A segunda tópica não se esgota, entretanto, com as diferenciações entre ego e Id. Freud (1923/1987) nos fala ainda a respeito de uma variação do ego, que constituiria a terceira instância da segunda tópica: o superego ou ideal do ego. Para compreender melhor o que seja essa instância, precisamos recorrer aos conceitos de identificação e complexo de édipo. Segundo Freud (1921/1976, p. 55) a identificação pode ser definida “como a mais remota [mais primitiva e original] expressão de um laço emocional com outra pessoa”. Nela, o indivíduo esforça-se por assumir as características do objeto que lhe serve de modelo, moldando seu próprio ego segundo o aspecto daquele a quem se dirige a identificação. Esse processo é bem diferente de uma relação objetal verdadeira, na qual o indivíduo reconhece o outro como alguém distinto em relação a si próprio, baseando seu relacionamento com ele nessa distinção. Na relação de objeto libidinal, há um interesse real pela outra pessoa, sendo a libido dirigida para o objeto de amor, e não em direção ao próprio indivíduo. Além do mais, a identificação tende a ser um processo parcial, em que apenas uma ou poucas características da outra pessoa são internalizadas pelo ego, ocasionando assim um relacionamento empobrecido, no qual esse outro jamais é considerado em sua inteireza.
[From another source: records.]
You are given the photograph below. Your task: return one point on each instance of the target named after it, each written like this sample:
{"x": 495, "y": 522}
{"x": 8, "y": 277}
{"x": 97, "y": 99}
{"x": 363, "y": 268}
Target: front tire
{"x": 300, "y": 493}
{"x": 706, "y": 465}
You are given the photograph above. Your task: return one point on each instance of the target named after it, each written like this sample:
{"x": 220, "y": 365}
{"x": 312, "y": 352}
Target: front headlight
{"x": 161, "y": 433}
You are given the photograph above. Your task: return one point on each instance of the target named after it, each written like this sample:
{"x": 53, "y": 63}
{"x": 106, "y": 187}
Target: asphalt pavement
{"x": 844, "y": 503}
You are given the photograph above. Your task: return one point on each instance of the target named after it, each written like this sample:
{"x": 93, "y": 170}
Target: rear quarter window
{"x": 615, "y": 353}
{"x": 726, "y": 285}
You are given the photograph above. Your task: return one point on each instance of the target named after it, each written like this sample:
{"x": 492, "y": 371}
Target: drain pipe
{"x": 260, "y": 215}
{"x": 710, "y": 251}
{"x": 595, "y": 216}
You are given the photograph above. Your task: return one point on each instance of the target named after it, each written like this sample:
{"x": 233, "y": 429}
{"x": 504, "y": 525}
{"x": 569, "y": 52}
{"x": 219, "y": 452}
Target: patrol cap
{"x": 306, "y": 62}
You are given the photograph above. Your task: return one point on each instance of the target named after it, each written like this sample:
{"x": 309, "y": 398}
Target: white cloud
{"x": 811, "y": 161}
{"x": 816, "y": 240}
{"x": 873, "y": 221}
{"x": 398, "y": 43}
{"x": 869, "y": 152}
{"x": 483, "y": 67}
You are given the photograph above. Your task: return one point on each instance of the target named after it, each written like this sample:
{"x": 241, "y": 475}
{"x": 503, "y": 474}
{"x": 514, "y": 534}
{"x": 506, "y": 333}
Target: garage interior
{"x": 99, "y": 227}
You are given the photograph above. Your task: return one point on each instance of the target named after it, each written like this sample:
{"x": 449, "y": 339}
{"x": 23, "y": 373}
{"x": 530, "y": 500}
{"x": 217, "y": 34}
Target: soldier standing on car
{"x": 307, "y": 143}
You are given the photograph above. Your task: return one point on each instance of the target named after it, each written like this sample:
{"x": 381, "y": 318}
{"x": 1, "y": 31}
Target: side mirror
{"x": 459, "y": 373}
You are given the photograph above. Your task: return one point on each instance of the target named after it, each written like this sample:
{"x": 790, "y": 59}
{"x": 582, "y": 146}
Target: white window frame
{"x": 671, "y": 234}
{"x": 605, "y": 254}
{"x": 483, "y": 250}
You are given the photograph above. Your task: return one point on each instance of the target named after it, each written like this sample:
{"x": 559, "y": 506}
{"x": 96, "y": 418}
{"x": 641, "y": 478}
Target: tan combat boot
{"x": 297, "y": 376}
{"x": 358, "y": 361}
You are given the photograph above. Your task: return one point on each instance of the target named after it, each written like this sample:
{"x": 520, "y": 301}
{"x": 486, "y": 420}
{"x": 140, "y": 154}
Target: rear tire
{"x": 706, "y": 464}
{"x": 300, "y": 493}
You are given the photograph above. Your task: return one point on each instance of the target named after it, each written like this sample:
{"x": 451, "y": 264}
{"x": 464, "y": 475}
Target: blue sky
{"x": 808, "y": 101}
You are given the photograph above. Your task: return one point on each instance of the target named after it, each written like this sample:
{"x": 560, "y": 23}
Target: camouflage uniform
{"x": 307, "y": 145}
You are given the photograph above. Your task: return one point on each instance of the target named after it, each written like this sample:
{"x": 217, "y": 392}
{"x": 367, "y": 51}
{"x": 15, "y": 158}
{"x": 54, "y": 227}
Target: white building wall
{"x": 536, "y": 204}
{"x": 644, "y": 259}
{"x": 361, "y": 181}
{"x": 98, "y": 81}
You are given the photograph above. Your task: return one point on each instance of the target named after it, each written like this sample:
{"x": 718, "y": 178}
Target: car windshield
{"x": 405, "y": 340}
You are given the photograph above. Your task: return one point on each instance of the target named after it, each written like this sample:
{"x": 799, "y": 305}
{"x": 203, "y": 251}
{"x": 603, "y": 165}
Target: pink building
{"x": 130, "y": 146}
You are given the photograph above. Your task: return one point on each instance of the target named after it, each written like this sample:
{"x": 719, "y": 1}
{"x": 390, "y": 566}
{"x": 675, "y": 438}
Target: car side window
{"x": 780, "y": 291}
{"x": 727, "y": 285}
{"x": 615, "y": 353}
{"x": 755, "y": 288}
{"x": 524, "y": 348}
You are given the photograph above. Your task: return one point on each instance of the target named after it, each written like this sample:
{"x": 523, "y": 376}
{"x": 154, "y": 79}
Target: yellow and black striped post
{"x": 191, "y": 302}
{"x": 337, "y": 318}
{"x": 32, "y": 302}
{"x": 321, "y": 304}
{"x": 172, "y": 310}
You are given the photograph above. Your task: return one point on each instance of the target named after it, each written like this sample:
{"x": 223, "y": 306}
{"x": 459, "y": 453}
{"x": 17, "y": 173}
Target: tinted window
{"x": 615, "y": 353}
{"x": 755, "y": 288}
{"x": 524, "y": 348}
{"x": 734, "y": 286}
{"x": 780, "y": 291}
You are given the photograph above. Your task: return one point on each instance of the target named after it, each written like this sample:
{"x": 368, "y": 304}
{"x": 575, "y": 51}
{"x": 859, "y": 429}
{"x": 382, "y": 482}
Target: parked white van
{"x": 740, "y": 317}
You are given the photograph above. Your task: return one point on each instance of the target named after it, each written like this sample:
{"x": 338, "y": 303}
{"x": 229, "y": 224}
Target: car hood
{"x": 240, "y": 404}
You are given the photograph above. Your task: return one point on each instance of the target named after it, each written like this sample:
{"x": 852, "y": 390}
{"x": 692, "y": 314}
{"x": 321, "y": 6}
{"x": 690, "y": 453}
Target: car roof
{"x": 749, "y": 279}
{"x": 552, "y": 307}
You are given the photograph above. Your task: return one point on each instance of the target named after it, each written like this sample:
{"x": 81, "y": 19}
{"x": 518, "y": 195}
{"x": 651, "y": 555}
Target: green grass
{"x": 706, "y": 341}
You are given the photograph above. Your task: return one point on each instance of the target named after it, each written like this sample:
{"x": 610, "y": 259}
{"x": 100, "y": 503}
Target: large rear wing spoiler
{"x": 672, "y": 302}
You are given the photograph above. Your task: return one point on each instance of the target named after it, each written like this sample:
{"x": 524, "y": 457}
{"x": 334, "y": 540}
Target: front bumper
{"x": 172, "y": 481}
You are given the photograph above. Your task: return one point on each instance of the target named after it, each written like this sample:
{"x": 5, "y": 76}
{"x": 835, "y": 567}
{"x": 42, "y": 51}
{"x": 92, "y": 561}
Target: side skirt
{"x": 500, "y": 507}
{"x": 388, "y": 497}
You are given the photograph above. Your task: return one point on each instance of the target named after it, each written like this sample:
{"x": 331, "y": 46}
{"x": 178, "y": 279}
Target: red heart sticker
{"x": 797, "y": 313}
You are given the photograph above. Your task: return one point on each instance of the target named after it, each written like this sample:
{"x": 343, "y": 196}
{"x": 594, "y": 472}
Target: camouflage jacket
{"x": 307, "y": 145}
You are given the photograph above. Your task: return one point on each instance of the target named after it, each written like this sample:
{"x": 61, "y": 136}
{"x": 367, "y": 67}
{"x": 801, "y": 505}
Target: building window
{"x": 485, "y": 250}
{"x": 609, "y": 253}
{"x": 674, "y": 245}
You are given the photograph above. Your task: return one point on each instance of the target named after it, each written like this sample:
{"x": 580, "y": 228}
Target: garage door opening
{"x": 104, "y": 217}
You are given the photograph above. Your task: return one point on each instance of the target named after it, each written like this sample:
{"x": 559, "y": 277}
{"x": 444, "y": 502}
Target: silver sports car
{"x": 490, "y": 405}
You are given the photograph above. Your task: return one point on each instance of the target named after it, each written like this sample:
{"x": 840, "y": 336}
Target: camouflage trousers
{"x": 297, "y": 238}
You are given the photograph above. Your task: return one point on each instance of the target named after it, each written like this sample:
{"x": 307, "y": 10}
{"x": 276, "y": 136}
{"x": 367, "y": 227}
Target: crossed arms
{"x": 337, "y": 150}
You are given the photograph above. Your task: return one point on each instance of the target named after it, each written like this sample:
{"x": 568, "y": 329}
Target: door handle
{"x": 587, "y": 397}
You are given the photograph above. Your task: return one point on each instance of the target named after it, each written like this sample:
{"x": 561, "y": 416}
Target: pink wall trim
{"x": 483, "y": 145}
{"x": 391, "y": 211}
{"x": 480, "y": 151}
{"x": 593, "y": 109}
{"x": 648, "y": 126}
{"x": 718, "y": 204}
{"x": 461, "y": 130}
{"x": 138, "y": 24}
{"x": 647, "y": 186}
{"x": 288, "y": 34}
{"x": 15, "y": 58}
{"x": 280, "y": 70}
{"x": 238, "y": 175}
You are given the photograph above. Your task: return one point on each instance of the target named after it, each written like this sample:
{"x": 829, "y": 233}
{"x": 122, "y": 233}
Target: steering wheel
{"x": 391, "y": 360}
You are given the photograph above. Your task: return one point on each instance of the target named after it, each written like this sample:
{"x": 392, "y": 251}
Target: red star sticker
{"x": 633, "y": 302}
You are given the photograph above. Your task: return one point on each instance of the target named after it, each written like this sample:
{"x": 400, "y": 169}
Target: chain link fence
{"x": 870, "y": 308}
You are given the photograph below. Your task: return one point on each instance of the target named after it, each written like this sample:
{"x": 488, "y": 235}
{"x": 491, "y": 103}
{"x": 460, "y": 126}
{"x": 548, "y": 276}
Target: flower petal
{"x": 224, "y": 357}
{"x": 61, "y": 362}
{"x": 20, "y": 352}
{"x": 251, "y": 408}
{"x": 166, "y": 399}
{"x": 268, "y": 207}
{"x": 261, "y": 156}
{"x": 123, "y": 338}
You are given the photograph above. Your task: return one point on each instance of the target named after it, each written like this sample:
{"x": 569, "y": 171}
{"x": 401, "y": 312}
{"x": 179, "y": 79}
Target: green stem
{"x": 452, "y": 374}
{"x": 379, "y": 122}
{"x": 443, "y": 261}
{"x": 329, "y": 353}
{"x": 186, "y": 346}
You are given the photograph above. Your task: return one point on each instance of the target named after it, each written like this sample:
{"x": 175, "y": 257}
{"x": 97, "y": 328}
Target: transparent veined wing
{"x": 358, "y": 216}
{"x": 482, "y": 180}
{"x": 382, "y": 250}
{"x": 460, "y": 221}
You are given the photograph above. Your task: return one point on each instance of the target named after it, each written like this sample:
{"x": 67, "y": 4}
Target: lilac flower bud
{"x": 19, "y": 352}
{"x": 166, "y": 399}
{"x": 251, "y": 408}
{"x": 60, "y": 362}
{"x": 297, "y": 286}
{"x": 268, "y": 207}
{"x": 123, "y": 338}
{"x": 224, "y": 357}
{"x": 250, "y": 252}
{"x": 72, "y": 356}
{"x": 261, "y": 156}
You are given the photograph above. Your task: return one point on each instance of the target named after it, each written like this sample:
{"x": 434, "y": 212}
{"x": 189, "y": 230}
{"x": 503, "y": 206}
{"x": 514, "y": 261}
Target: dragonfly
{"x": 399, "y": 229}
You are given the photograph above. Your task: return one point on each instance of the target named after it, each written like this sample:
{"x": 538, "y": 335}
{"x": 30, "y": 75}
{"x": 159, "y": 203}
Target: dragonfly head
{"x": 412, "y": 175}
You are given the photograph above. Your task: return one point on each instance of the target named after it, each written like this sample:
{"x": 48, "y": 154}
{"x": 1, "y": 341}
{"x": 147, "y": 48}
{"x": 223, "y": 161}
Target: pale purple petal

A identificação tende a constituir relações extremadas, em que o outro é visto, ou como inerentemente mal, ou como inerentemente bom, não se admitindo a ambivalência do objeto de amor.


Todavia, a identificação – enquanto antecessora da relação objetal – prepara o caminho para um laço emocional efetivo. A qualidade comum a duas pessoas, elemento que as une na identificação, pode tornar-se assim o sucedâneo para uma relação de amor efetiva. É nesse ponto que chegamos à questão do complexo de édipo, e de como tal complexo terá conseqüências significativas na formação do superego. O complexo de édipo está ligado à maneira como a Psicanálise entende a sexualidade infantil e a sexualidade como um todo, o que abordaremos melhor no tópico sobre o desenvolvimento psicossexual. Por ora, basta entendermos, de acordo com Freud (1905/1996) e (1923/1987) que:

- A criança estabelece inicialmente com sua mãe uma relação de dependência física e emocional, em que necessita desta última para sua gratificação e conforto. No caso do menino, a relação que este possui com seu pai, nesse primeiro momento, é de identificação;

- Por volta dos três a cinco anos de idade, o interesse sexual que o menino possui pela mãe intensifica-se, tornando a relação inicial de identificação com o pai uma relação de hostilidade e ciúme, em que se compete pelo amor da mãe. O pai é agora um obstáculo a ser enfrentado. O conflito decorre da ambivalência dessa relação, já que apesar de haver se identificado até então com seu pai, o menino reconhece agora nele um impedimento à realização de seus desejos;

- A dissolução do complexo de édipo é alcançada quando o menino consegue finalmente dirigir seu interesse sexual e afetivo a outros objetos que não sua própria mãe, e incorpora em sua conduta, aspectos masculinos provenientes da identificação com seu pai. Freud denomina tal reconhecimento de complexo de castração, em que a criança percebe que não poderá realizar seus desejos da maneira como esperava, diminuindo com isso sua onipotência e seu narcisismo. No caso da menina, dá-se o inverso, sendo que a relação hostil perante a mãe e o amor direcionado ao pai são substituídos pela identificação com a mãe e sua feminilidade, e com a possibilidade de se amar outras pessoas do sexo oposto que não o próprio pai.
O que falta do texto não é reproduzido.